— Se me magoa? — Ele riu de novo, dessa vez sem humor algum. — Se liga, porra. — Eu odiava como se voltava a se fechar na sua armadura.
— Me magoa... — Confessei. — Eu sinto dor por causa de tudo o que aconteceu entre nós. Senti essa dor por anos e sinto até hoje, ela nunca me abandonou. Você é um buraco no meu peito, é um buraco nos desenhos da minha filha, um buraco em branco na minha família. Você pode se consolar achando que eu te esqueci, que te deixei pra trás e que isso é prova o suficiente pra te convencer de que eu te traí, mas as coisas não são do jeito que você pensa. — Confrontei ele com a verdade. — Você mesmo disse que nem sempre se tem opção... Opção nós nem sempre temos, eu não tive nenhuma na época, mas escolhas... escolhas nós sempre temos. Eu escolhi proteger o que sobrou da nossa família. Eu não posso me arrepender disso, porque se hoje eu tô aqui com a minha filha, na sua frente, é porque eu não parti pro enfrentamento na passado. Se hoje estamos nós três vivos, é pelas escolhas que eu fiz. E essa escolha me custou você.

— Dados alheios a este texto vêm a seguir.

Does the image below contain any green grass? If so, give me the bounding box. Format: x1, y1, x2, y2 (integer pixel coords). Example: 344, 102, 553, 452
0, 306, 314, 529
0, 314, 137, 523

Ele me encarou profundamente com a testa franzida e as sobrancelhas juntas. O próprio William tinha um olhar melancólico no rosto, pra combinar com o meu.
— Ninguém ficou feliz. Nem você, nem eu. Eu entendi o que a vida fez conosco e segui em frente, mas eu nunca aceitei. Eu nunca parei de pensar em você, tu tá completamente enganado se acha que eu passei uma borracha em toda a nossa história. Claro que houveram momentos em que eu me esforcei pra não lembrar de você, pra que eu pudesse viver e não só sobreviver da realidade de merda que eu tava. — Eu me senti vomitando tudo aquilo que tava no meu coração, agora que ele finalmente parecia escutar. — Mas eu sempre carreguei você comigo. — Ergui a mão esquerda e deixei a aliança cintilar sob a luz laranja.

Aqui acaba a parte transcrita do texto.